Nous avions décidé avec Soap de faire chambre partagée, nous étions officiellement un couple maintenant. Deux armoires, plus de vêtements et deux lit simple rapprochés ensemble pour en former un double. Heureusement que les chambres dédiées à la 141 étaient spacieuse, autrement, il aurait été compliqué d'y faire passer deux personnes et un chien. Borka m'accueilli à la seconde où j'ouvris la porte. J'adorais lorsqu'elle me faisait une fête aussi joyeuse. Je n'avais pas pour habitude de la laisser seule ici, mais pour une journée comme celle-ci je n'avais pas trop le choix. Elle me faisait bien comprendre que je lui avais manqué, manquant presque de me faire tomber en me sautant dessus.

Y/N : doucement, pas la peine de me mettre un k.o

Je la gratifiais encore quelques secondes de papouilles avant de me redresser et d'aller la nourrir. Son appétit d'ogre étant plus puissant que son amour pour moi, elle détourna très vite son attention sur cette gamelle remplie de sa victuaille. Ayant enfin le champ libre, je décidais d'aller prendre une douche pour me rafraîchir. Passer sa journée en treillis en pleine été n'était pas chose facile à supporter. L'eau me fit le plus grand bien et puisque je n'avais plus aucune obligation jusqu'à demain matin, j'enfilais une tenue simple et légère pour mieux supporter la chaleur une fois finis de me décrasser. Soap m'avait prévenu qu'il rentrerait tard ce soir. Ça m'arrangeait, je pouvais aller faire ma petite escapade de soirée tranquillement. Je pris mon sac qui traînait sur le bord du lit, y enfournant un semblant de repas que j'avais pris avant de venir ici et une bouteille d'eau. Ma chienne comprit immédiatement mon intention et fit tourna en rond autour de moi. C'était une habitude qu'elle avait prise chaque fois que nous nous préparions à aller dehors. Étant donné que nous n'allions pas travailler, je n'allais pas la déranger en lui enfilant son harnais tactique, un simple collier suffisait.

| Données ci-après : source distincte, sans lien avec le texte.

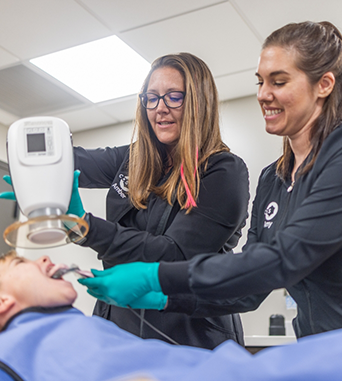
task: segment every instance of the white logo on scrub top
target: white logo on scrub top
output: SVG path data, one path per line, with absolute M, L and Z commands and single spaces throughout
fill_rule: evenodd
M 264 228 L 270 228 L 273 225 L 273 222 L 271 220 L 277 215 L 278 213 L 278 204 L 274 201 L 270 202 L 267 205 L 267 208 L 265 209 L 264 215 L 265 215 L 265 222 L 264 222 Z
M 114 183 L 112 187 L 115 189 L 115 191 L 121 198 L 126 198 L 127 196 L 124 192 L 128 192 L 128 176 L 125 176 L 122 173 L 120 173 L 119 179 L 120 186 L 117 183 Z
M 128 192 L 128 176 L 125 176 L 122 173 L 120 173 L 119 178 L 120 178 L 121 189 L 124 190 L 125 192 Z

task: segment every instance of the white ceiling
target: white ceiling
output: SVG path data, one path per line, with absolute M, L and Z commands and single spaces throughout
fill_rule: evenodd
M 52 115 L 76 132 L 133 119 L 136 95 L 92 104 L 29 63 L 113 34 L 149 62 L 181 51 L 199 56 L 221 100 L 255 94 L 263 39 L 306 20 L 342 29 L 342 1 L 0 0 L 0 123 Z

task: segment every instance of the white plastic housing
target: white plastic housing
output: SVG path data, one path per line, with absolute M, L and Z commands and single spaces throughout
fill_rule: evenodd
M 7 156 L 14 193 L 25 216 L 43 208 L 66 213 L 74 177 L 67 123 L 46 116 L 16 121 L 7 133 Z

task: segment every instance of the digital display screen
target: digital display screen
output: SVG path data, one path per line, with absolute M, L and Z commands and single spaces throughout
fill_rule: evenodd
M 45 134 L 27 134 L 27 152 L 45 152 Z

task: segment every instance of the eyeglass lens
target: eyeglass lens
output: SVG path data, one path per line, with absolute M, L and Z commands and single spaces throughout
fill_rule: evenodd
M 180 91 L 171 91 L 163 96 L 153 93 L 145 93 L 141 97 L 143 106 L 147 109 L 154 109 L 158 106 L 160 99 L 163 99 L 166 106 L 170 108 L 177 108 L 182 106 L 184 102 L 184 94 Z

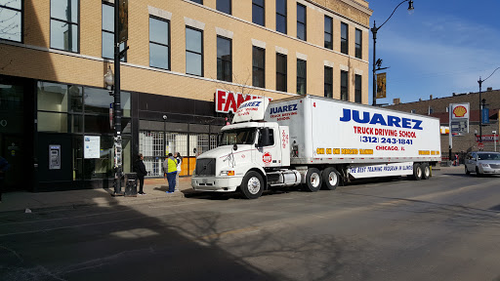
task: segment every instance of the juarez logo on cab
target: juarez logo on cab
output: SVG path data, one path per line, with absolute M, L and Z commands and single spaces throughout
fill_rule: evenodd
M 271 107 L 269 113 L 276 114 L 276 113 L 292 112 L 292 111 L 297 111 L 297 104 Z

Ça faisait déjà presque deux ans que j'avais rejoint la 141. Depuis quelques mois, j'avais réussi à obtenir la permission de pouvoir aller ou bon me semblais comme tout autres militaires normal ici. Après de nombreuses négociations dirigées par Price, le haut commandement avait finalement accepté à une seul condition : que je ne quitte pas le pays dans un cadre autre que militaire. N'en n'ayant pas vraiment l'intention la condition ne me dérangeait pas. Il fallait dire que cette demande était assez logique, aux yeux du monde, j'étais censée être morte. Une revenante ne pouvait pas se balader comme ça et de toute manière, j'avais un groupe de soviet l'ayant de travers aux fesses. Rester sur le territoire m'assurait la sécurité qu'ils ne viendraient pas directement me chercher.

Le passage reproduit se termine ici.